Talking COVID-19 with an Epidemiologist: Dr. Joseph West
As we continue our ongoing campaign to encourage and ramp up COVID-19 vaccination, an important part of the conversation includes addressing the disproportionate impact of COVID-19 on Black communities, as well as the impact of centuries of medical inequity in America on Black Americans’ psyche and trust.
We engaged Dr. Joseph West, an epidemiologist, population health and data analytics leader with over 15 years of experience in healthcare, research, and enterprise consulting and a member of the Sage Collective Leadership Team, to discuss these topics and more.
According to CDC data, COVID-19 disproportionately impacts Black or African American, Non-Hispanic persons at a rate of 1.4x times more than the impact on White, Non-Hispanic persons. What long standing health and social inequities are at play here to put such groups at increased risk of getting sick and dying from the virus?
JW: Several long standing factors, including behavioral, clinical, pharmacological, and socioeconomic, are associated with an increased risk of illness and mortality. Diet, lifestyle, discriminatory medical treatment and access, and environmental hazards such as neighborhood segregation and social isolation are key determinants of risk.
Severe acute respiratory syndrome coronavirus 2 (SARS-2-CoV-2) (COVID-19) causes a significant inflammatory immune response in infected individuals. COVID-19 has magnified the increased risk for this response among persons with pre-existing medical conditions such as obesity, diabetes, heart disease, COPD and asthma.
Seniors, for example, over the age of 70 and mostly male, are particularly vulnerable to infections due to a declined immune system, comorbidities, frailty, and potentially inappropriate polypharmacy.
Especially when thinking about readiness in public health emergencies overall, how do we begin to tackle these challenges and create better equity in our health systems? What might it look like to create better-prepared (equipped, informed) systems and a better-resourced population?
JW: Seniors have been especially vulnerable to public health emergencies like COVID-19, accounting for more than 70% of all COVID-related deaths in many states. 39% of Covid-19 deaths have occurred in nursing homes, and another 20% of deaths have occurred in long-term care and assisted living facilities.

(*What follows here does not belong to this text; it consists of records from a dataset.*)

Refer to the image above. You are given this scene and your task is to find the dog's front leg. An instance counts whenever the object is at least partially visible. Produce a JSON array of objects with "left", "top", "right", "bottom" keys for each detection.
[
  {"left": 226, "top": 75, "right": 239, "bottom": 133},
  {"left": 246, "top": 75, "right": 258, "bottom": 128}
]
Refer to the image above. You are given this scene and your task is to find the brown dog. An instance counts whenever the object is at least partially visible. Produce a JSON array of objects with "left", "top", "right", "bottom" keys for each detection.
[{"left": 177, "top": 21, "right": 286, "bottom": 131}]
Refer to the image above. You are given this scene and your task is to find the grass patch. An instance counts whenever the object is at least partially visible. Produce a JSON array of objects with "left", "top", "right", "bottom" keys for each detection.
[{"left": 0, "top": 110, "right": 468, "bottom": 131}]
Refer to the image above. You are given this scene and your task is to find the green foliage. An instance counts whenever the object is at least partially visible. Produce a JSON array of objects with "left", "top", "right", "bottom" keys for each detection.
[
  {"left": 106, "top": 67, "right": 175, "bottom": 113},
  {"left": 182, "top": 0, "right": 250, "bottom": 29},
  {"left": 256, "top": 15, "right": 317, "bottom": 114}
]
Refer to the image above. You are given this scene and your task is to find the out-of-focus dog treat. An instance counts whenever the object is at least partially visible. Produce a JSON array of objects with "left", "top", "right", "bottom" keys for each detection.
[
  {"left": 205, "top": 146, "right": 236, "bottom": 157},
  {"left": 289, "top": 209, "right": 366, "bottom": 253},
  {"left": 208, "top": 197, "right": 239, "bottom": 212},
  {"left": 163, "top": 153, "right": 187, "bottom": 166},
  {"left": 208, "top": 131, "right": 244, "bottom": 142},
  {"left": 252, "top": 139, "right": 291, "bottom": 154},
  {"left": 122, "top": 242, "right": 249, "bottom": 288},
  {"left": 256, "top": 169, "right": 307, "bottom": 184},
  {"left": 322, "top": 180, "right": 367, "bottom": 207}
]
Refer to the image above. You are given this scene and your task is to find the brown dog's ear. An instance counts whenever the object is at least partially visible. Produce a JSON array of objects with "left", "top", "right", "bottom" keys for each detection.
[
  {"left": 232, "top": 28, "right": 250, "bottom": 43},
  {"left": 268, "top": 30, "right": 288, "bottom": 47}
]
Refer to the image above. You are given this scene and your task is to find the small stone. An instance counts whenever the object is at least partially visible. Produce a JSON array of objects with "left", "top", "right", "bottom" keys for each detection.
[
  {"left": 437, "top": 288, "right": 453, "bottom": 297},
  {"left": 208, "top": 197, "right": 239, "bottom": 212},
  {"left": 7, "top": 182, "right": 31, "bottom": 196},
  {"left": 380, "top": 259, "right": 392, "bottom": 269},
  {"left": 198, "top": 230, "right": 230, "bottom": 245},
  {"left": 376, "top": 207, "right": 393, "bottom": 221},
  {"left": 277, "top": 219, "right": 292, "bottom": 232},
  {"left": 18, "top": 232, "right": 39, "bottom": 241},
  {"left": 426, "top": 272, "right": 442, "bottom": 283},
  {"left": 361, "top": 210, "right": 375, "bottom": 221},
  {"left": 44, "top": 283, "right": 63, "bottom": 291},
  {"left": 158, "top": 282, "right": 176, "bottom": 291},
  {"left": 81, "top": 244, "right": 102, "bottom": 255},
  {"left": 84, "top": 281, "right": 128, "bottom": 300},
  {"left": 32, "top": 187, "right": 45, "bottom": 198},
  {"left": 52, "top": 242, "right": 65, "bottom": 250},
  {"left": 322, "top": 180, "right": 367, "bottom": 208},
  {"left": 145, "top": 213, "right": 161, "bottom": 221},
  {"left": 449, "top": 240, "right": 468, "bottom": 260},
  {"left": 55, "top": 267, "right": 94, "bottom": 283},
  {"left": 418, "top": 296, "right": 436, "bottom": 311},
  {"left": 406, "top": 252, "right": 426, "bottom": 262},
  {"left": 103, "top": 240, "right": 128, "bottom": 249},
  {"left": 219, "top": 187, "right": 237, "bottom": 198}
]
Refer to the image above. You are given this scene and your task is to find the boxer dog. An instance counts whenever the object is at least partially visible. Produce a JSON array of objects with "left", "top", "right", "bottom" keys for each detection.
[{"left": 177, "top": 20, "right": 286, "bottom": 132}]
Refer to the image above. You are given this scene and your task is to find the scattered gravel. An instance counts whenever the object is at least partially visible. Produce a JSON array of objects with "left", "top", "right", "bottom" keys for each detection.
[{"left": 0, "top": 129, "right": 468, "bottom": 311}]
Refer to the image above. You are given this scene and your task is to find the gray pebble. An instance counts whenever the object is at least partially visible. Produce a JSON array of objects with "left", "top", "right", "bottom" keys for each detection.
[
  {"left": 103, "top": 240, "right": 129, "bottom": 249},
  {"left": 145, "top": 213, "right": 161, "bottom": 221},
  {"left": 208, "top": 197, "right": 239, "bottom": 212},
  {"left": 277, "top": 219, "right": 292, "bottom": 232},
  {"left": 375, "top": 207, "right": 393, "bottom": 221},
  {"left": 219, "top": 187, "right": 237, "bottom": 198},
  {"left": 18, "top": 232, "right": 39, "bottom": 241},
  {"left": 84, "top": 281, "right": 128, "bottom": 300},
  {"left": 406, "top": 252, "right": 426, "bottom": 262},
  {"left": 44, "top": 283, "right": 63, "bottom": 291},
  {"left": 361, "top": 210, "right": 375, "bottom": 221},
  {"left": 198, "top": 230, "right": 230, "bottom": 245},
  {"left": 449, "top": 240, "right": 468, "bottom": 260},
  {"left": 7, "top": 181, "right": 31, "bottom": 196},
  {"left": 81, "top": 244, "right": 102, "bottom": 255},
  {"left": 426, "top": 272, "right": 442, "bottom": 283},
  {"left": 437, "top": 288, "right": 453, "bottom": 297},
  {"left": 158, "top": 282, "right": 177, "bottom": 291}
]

Over the past few years, there have been quite a few studies, including those conducted by the CDC, highlighting these facilities’ vulnerabilities to Legionnaires’ disease and bacteria in water and air systems. Yet, these risks went wholly ignored during the pandemic, especially in the early stages. Underfunding, poor oversight, discriminatory regulation, and ill-prepared workforce stifle public health emergency preparedness for racially and economically under-resourced communities overall.
Seniors prefer to age gracefully and vibrantly in their own homes and communities. An equitable and protective system invests in the equipment, social support, and infrastructure to make this a safer, more viable reality.
Outside of continued social distancing measures and strict mask wearing, rollout of the COVID-19 vaccine is one of our strongest and most direct defenses against the pandemic. Staying cognizant of the mistrust bred by health and social inequities at play, how do we begin to position vaccination as a component of readiness, and control/agency/choice, especially for the older African American community, in order to help combat the disproportionate impact of COVID-19 on the community?
JW: Vaccination is an individual choice. When the coronavirus is no longer front-of-mind, other infectious diseases like the flu will continue to threaten seniors and their caregivers’ lives. Vaccination is the primary measure used to abate infectious disease risks during epidemics and pandemics. Studies have demonstrated the efficacy of most vaccines like the influenza vaccine to reduce the chances for pneumonia, hospitalization, and death in elderly persons.
However, to ease fears and mend distrust, public health officials must employ what I define as the Three-Cs approach.
Compassion. Vaccine hesitancy is rooted in medical mistrust among Black Americans. From the infamous U.S. Public Health Service Study at Tuskegee from 1932 to 1972 to the racial eugenics movement, to more recent evidence of discriminatory access to pain medicines and advanced treatments, Black Americans feel these are not “isolated events.” Public Health officials have to be prepared to face and address this distrust with a significant degree of competent compassion.
Clarity. Messaging regarding risks for COVID-19 and the potential side effects of the COVID-19 vaccines has been mismanaged in communications to the Black, Hispanic, and under-resourced communities. Delivering a more unmistakable message regarding access, patient experiences from the community, and vaccine efficacy stories may go a long way towards uptake.
Consistency. Healthcare providers remain incredibly inconsistent in delivering care and practices that close gaps in quality of care and access. Ability to pay, where one lives, language, structural racism, and age remain essential determinants of health outcomes. Medical and public health officials have to continue to challenge our fragmented and unbalanced health care system to instill confidence in the vaccine, the delivery systems, and persons providing the jab.